Outlier votes

I don’t recall whether I’ve brought up this topic often or only occasionally, but it keeps bugging me how the IF Comp rankings are skewed by people who give out what are obviously bad faith votes. The Absence of Miriam Lane, average score 8.17, received no ratings below a 4… except for one person who gave it a 1. A Long Way to the Nearest Star received no ratings below a 6… except for one person who gave it a 1.

Does it matter for the final rankings? It does. Without that single voter giving the game a 1, A Long Way to the Nearest Star would certainly have won the IF Comp, and The Absence of Miriam Lane might have won it. Now I don’t claim that these games would have been more worthy winners than The Grown-Up Detective Agency – the two games I played were both very good, and I haven’t played the other one! But is just bugs me that one bad-faith judge can have so much influence over the final rankings, trumping the carefully calibrated votes of a dozen other judges.

And of course these ratings are bad-faith. It is impossible to believe in good faith that these pieces, which are at the very least highly competent, deserve the worst possible rating.

(I’m also kind of incensed about the four people giving 1’s, 2’s and 3’s to According to Cain, which you may or may not enjoy, but which is obviously an extremely well-crafted parser game that cannot conceivably merit such low grades. But here there are apparently four people who disagree with me, so perhaps I’m the crazy one?)

Isn’t there some kind of formula for determining the final scores that just leaves out these outlier votes? It seems a lot fairer and more fun for the authors.

16 Likes

Maybe some people “use all the numbers”, as recommended on the IFComp website, but just don’t use them in the recommended way :slight_smile:

3 Likes

So the IFComp team has in the past screened for bad faith ballots. I’m not sure if that filter was applied this year, but I’m sure it’s a complicated decision to make. If someone has a more complex ballot, with a lot of normal ratings interspersed with a few inexplicable ones? I mean sometimes people are inexplicable. I know I had a negative reaction to elements of an entry this year that didn’t have anything to do with any objective criteria of craftedness.

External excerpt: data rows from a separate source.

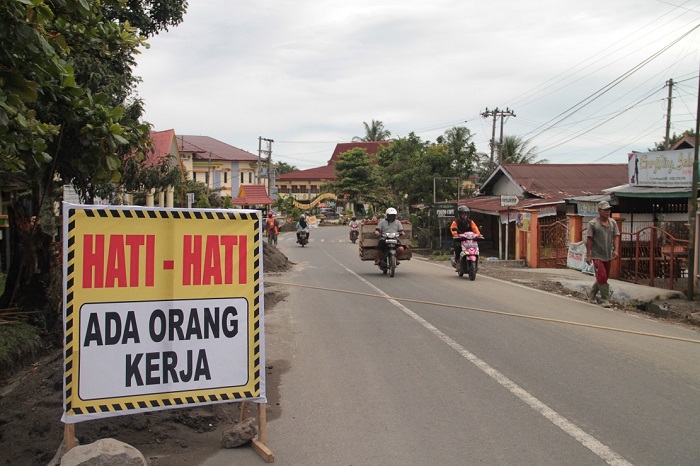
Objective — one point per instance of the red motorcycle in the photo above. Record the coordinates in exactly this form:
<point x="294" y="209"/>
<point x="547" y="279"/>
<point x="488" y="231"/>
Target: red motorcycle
<point x="354" y="233"/>
<point x="469" y="257"/>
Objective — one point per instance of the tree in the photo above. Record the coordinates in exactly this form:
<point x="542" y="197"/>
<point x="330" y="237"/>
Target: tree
<point x="658" y="146"/>
<point x="462" y="150"/>
<point x="355" y="177"/>
<point x="374" y="132"/>
<point x="515" y="150"/>
<point x="66" y="115"/>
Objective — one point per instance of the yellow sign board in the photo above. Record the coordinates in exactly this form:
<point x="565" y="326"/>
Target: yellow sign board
<point x="162" y="309"/>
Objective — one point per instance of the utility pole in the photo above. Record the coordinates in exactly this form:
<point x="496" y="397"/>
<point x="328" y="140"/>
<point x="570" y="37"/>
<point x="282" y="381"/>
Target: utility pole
<point x="267" y="152"/>
<point x="692" y="276"/>
<point x="668" y="115"/>
<point x="496" y="113"/>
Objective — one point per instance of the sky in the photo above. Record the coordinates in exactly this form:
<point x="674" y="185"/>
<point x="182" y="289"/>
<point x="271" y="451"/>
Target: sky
<point x="585" y="81"/>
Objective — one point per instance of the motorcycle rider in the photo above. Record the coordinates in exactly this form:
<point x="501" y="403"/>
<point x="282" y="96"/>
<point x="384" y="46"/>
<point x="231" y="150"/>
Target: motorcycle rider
<point x="388" y="225"/>
<point x="272" y="227"/>
<point x="462" y="224"/>
<point x="303" y="225"/>
<point x="354" y="225"/>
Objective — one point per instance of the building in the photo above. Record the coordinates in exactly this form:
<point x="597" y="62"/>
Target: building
<point x="222" y="167"/>
<point x="305" y="185"/>
<point x="543" y="188"/>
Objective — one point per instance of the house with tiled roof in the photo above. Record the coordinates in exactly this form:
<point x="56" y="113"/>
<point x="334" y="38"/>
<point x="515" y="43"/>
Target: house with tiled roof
<point x="164" y="146"/>
<point x="252" y="196"/>
<point x="221" y="166"/>
<point x="541" y="188"/>
<point x="305" y="185"/>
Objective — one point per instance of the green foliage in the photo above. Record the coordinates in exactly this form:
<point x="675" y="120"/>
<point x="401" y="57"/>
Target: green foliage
<point x="355" y="175"/>
<point x="659" y="146"/>
<point x="68" y="113"/>
<point x="515" y="150"/>
<point x="203" y="202"/>
<point x="17" y="340"/>
<point x="374" y="132"/>
<point x="283" y="168"/>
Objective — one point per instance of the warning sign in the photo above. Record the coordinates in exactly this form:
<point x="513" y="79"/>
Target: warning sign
<point x="162" y="308"/>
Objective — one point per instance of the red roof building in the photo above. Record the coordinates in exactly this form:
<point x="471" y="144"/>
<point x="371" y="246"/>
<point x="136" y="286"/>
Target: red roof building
<point x="305" y="185"/>
<point x="222" y="167"/>
<point x="252" y="195"/>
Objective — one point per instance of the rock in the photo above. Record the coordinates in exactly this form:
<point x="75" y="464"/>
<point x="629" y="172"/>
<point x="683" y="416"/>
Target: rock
<point x="240" y="434"/>
<point x="104" y="452"/>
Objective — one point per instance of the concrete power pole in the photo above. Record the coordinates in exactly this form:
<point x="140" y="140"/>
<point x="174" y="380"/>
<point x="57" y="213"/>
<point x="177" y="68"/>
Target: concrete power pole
<point x="667" y="144"/>
<point x="267" y="152"/>
<point x="496" y="113"/>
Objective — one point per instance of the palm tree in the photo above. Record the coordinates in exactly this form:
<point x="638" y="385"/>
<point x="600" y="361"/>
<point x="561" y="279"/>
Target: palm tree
<point x="514" y="150"/>
<point x="374" y="132"/>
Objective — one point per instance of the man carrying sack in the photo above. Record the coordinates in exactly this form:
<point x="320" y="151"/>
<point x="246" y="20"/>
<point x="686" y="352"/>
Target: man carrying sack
<point x="602" y="246"/>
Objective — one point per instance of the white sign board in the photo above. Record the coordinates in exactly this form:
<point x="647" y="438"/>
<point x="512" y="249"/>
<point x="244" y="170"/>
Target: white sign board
<point x="663" y="168"/>
<point x="509" y="201"/>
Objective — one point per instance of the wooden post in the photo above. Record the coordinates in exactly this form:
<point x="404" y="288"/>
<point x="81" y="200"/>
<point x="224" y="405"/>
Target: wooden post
<point x="575" y="228"/>
<point x="533" y="247"/>
<point x="69" y="436"/>
<point x="258" y="444"/>
<point x="616" y="266"/>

Ultimately, IFComp score is what a random coterie of internet people felt about an entry, for all the petty and ridiculous reasons that make us who we are. I don’t know how you fix that at an institutional level. That’s why, even though the pageantry of competition is fun, I’m not sure it’s healthy to take the competition aspect too literally. There were a lot of great entries that didn’t make the top ten, c’est la vie, they’re still there to be recognized and valued.

12 Likes

My question is, how do you define bad faith? If it’s impossible to give a particular game a 1 in good faith, how about a 2? Or a 3? Would removing the 1 from the scale and rating from 2-10 fix the problem?

You could just knock off the single highest and single lowest rating for each game, which might help with this situation, but then you have the same problem if two people gave 1s (or 10s).

This is mostly a rhetorical question, but I don’t see any way to really measure a judge’s intentions like this. The best solution to outliers, imo, is to have more data. A larger number of reviewers means a single bad vote has less of an impact.

14 Likes

And there were about 26% more votes this year? Almost 900 more? So we’re moving in the right direction there, at least…

7 Likes

I get what you mean, and I also need to preface by saying that I usually rate things between 3-5, so please don’t take this as me accepting culpability; I was not the outlier there.

However, I think there’s also an argument to be presented about how wildly-different perspectives would produce results that you would never believe, and still not be “bad-faith”, necessarily.

I don’t know anything about the games you listed, but there could be a hypothetical game where tons of effort obviously went into it, but its prose is so flowery that one player might consider it “obfuscating”. They would not have been able to enjoy or progress in the game enough to see all the effort that was put in. The wider community, meanwhile, might have eaten it up and loved every moment.

Another case could be a character with some kind of condition, disability, neurodivergence, etc. A larger audience might completely miss the character being misrepresented or grievously-stereotyped, but that one player who overlaps with the character in some way might feel rather angry that someone like them would be presented is such an incorrect way, and that the game’s success might even be a kind of misinformation.

(I feel like this forum isn’t likely to let such grievances go unnoticed, but I have heard stuff like this a lot in other places.)

A game might be completely inaccessible for technical reasons, like a screen reader, making gameplay very difficult, or even impossible to continue after already getting invested.

Someone might have missed a major solution to a puzzle, and now everything else built around that problem seems subjectively self-important in hindsight, through a frustrated lens.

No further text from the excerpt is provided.